Rabu, 17 April 2013

KONSTRUKTIVISME



KONSTRUKTIVISME :
"PENGETAHUAN DIBANGUN SENDIRI BUKAN DITRANSFER DARI ORANG LAIN"

        Konstruktivisme merupakan salah satu aliran filsafat pengetahuan (epistemologi) yang mempertanyakan :  “Apa itu pengetahuan ?” dan “Bagaimana orang membangun pengetahuannya ?” . Dalam  dunia pendidikan aliran konstruktivisme sendiri yang dikemukakan oleh Piaget (1896-1980) dan Vygotsky (1896-1934) menyatakan bahwa Pengetahuan merupakan konstruksi (bentukan) kognitif oleh seseorang terhadap obyek, pengalaman dan lingkungannya. Pengetahuan bukan sekedar kumpulan fakta, atau “barang jadi” yang tinggal diambil, atau ditransfer dari seorang kepada orang lain. Meskipun baik Piaget maupun Vygotsky mempunyai pandangan yang sama tentang pengetahuan yang dibangun dalam proses pembelajaran, namun ada beberapa sedikit sudut pandang yang agak berbeda antara keduanya.
        Perbedaan pandangan antara Piaget dan Vygotsky adalah :
Piaget membahas tentang Kontruktivisme Psikologis Personal dalam Teori Adaptasi Intelektual.
        Dalam teori itu dikemukan beberapa konsep mengenai pengetahuan yaitu adanya :
1. Skema.  Setiap orang memiliki struktur kognitif yang disebut skema. Dengan skema orang beradaptasi       dan mengkoordinasi obyek, pengalaman dan lingkungannya.
2. Asimilasi.  Ketika orang berinteraksi dengan obyek, pengalaman dan lingkungan yang baru, secara kognitif orang dapat mengintegrasikan persepsi, konsep, atau pengalaman baru ke dalam skema yang sudah dimiliki. Proses kognitif ini disebut asimilasi. Dengan asimilasi skema seseorang dapat terus berkembang.
3. Akomodasi. Dapat pula terjadi pengalaman baru tidak dapat diintegrasikan ke dalam skema dengan proses asimilasi, misalnya dikarenakan  tidak cocok dengan skema yang sudah  ada. Orang lalu secara kognitif membentuk skema baru, atau memodifikasi skema yang sudah ada, agar cocok dengan pengalaman baru itu.

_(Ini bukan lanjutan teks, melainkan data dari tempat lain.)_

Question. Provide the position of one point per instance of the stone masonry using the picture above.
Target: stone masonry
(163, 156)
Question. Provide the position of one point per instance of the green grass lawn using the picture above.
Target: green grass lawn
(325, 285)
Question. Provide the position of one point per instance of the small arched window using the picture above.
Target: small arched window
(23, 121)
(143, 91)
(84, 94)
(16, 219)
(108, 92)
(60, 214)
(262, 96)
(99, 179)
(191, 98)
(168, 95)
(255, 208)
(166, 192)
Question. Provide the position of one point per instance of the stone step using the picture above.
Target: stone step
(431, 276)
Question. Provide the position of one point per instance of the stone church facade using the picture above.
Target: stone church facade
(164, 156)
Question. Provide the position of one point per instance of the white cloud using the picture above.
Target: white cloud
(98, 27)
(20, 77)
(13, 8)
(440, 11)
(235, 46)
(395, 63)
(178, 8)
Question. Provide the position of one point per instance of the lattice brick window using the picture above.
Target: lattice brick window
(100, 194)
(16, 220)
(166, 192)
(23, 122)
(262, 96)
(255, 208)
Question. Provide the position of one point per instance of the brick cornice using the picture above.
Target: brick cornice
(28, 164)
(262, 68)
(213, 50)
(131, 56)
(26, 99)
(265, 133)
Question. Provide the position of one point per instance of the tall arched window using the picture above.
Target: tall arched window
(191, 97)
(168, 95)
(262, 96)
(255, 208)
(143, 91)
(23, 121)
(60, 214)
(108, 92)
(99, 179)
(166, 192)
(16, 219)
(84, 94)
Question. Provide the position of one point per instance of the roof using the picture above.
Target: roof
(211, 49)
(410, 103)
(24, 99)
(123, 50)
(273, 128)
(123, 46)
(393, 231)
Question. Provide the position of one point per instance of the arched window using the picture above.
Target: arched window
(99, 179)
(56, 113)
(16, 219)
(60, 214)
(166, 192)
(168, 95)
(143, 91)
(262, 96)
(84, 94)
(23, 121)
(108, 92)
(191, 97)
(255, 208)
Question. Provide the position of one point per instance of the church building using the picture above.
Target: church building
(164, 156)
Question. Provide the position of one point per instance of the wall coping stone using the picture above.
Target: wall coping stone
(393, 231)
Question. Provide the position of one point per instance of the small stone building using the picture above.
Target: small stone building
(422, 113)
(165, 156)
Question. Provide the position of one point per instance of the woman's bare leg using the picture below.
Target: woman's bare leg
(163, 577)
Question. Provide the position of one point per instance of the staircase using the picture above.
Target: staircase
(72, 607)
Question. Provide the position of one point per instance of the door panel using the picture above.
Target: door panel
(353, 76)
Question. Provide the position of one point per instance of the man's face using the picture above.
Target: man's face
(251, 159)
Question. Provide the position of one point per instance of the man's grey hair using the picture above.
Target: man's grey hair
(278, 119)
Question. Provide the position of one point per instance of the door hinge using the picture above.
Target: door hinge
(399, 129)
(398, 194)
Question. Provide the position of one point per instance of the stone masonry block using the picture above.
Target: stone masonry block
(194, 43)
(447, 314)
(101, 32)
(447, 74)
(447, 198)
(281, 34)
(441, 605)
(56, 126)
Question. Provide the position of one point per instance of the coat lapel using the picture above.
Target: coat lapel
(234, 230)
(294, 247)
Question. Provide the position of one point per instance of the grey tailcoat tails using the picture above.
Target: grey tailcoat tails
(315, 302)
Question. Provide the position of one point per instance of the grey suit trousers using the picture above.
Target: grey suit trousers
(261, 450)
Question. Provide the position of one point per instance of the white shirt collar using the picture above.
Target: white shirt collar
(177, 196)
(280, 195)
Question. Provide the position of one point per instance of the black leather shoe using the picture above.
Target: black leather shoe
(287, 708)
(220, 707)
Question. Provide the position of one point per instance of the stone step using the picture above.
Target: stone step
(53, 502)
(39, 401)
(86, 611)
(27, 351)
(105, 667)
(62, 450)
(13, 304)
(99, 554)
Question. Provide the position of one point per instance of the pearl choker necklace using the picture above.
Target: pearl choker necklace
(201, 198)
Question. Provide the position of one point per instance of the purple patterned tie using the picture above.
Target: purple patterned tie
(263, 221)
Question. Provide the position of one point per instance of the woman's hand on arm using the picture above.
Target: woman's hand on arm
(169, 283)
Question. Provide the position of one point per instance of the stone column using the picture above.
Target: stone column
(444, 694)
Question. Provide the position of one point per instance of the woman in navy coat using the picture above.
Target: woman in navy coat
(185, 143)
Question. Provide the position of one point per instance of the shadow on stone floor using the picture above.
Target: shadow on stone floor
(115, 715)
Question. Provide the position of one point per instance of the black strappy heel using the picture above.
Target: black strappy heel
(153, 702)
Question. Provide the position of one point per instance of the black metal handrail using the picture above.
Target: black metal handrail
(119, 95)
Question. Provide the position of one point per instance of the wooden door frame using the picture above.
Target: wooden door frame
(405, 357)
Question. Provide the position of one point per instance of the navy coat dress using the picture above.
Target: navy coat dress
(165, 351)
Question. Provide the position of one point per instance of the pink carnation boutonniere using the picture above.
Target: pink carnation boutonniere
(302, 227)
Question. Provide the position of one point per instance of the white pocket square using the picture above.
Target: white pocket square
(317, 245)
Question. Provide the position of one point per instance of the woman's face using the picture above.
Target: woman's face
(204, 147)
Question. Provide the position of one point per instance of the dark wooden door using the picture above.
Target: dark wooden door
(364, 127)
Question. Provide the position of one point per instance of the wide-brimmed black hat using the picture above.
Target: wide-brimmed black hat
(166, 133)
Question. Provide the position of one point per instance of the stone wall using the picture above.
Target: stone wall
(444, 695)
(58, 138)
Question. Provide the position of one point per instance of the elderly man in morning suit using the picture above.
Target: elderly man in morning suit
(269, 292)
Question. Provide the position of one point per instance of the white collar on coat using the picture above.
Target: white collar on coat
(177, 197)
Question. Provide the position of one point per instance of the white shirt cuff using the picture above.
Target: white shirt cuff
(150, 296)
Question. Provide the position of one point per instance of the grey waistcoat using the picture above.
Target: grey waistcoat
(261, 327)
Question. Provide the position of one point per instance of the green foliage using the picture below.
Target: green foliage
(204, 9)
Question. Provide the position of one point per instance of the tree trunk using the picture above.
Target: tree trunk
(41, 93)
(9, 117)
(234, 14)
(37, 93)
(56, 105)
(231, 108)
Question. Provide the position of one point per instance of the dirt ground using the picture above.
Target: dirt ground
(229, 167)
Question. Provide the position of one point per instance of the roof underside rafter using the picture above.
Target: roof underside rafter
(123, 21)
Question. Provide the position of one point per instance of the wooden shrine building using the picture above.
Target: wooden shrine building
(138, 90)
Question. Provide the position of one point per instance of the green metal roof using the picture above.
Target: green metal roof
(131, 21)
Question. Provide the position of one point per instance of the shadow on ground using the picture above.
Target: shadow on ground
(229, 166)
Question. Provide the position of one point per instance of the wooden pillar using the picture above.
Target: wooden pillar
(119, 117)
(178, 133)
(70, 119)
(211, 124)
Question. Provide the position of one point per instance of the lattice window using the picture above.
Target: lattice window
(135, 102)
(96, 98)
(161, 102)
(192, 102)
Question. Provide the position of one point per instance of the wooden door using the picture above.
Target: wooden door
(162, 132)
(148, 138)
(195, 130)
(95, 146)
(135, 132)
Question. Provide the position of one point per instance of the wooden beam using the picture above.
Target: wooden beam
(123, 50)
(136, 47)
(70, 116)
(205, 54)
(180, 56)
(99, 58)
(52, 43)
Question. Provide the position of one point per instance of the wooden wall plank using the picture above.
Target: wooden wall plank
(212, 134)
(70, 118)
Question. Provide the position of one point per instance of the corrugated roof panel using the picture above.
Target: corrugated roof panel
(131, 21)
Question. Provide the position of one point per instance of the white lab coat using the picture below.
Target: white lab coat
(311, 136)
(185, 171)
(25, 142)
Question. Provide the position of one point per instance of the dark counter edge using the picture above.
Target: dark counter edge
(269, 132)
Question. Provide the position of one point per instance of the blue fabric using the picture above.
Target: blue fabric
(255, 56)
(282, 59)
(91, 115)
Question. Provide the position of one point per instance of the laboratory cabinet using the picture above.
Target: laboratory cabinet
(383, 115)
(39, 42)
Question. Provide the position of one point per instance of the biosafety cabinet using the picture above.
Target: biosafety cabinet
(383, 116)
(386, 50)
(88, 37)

Proses kognitif itu disebut akomodasi.
4. Ekuilibrasi. Proses asimilasi dan akomodasi berlangsung terus menerus. Proses pengaturan diri secara mekanis agar terjadi keseimbangan antara asimilasi dan akomodasi, disebut ekuilibrasi.
        Piaget juga membagi  Perkembangan Kognitif anak menjadi 4 tahap :
a. Sensorimotor (0 – 2 tahun), pada tahap ini biasanya anak mengandalkan observasi panca indera dan  gerakan tubuh
b. Praoperasi (2 – 7 tahun), Tahap pra-operasional ini ditandai oleh beberapa hal, antara lain : egosentrisme, ketidakmatangan pikiran / ide / gagasan tentang sebab-sebab dunia di fisik, kebingungan antara simbol dan objek yang mereka wakili, kemampuan untuk fokus pada satu dimensi pada satu waktu dan kebingungan tentang identitas orang dan objek.
c. Operasi Konkrit (8 – 11 tahun), tahap ini seorang anak belum terbisa menggunakan operasi hitung, biasanya mereka masih kesulitan nemun mereka mengerti  ada hubungan antara angka-angka dan bahwa operasi dapat dilaksanakan menurut aturan tertentu. Pada tahap ini anak menunjukkan permulaan dari kapasitas logika orang-orang dewasa.
d. Operasi Formal (11 tahun ke atas) tahap ini merupakan tahap akhir yang menurut Piaget merupakan kedewasaan kognitif. Pada tahap ini anak mempunyai  kemampuan klasifikasi, berpikir logis, dan kemampuan hipotetis.
Sedangkan Vygotsky mengemukakan Konstruktivisme Psikologis Sosiokultural .
        Ada beberapa konsep dasar dari Konstruktivisme psikologis sosiokultural ini :
1. Konsep Spontan.
Konsep spontan adalah hasil generalisasi dan internalisasi pengalaman pribadi sehari-hari. Konsep spontan tidak diperoleh melalui pembelajaran secara sistematis, sehingga bisa saja salah.
2. Konsep Ilmiah.
Konsep ilmiah adalah generalisasi atas pengalaman manusia yang dibakukan dalam ilmu pengetahuan dan diajarkan melalui pembelajaran yang sistematis, sehingga lebih terjamin kebenarannya.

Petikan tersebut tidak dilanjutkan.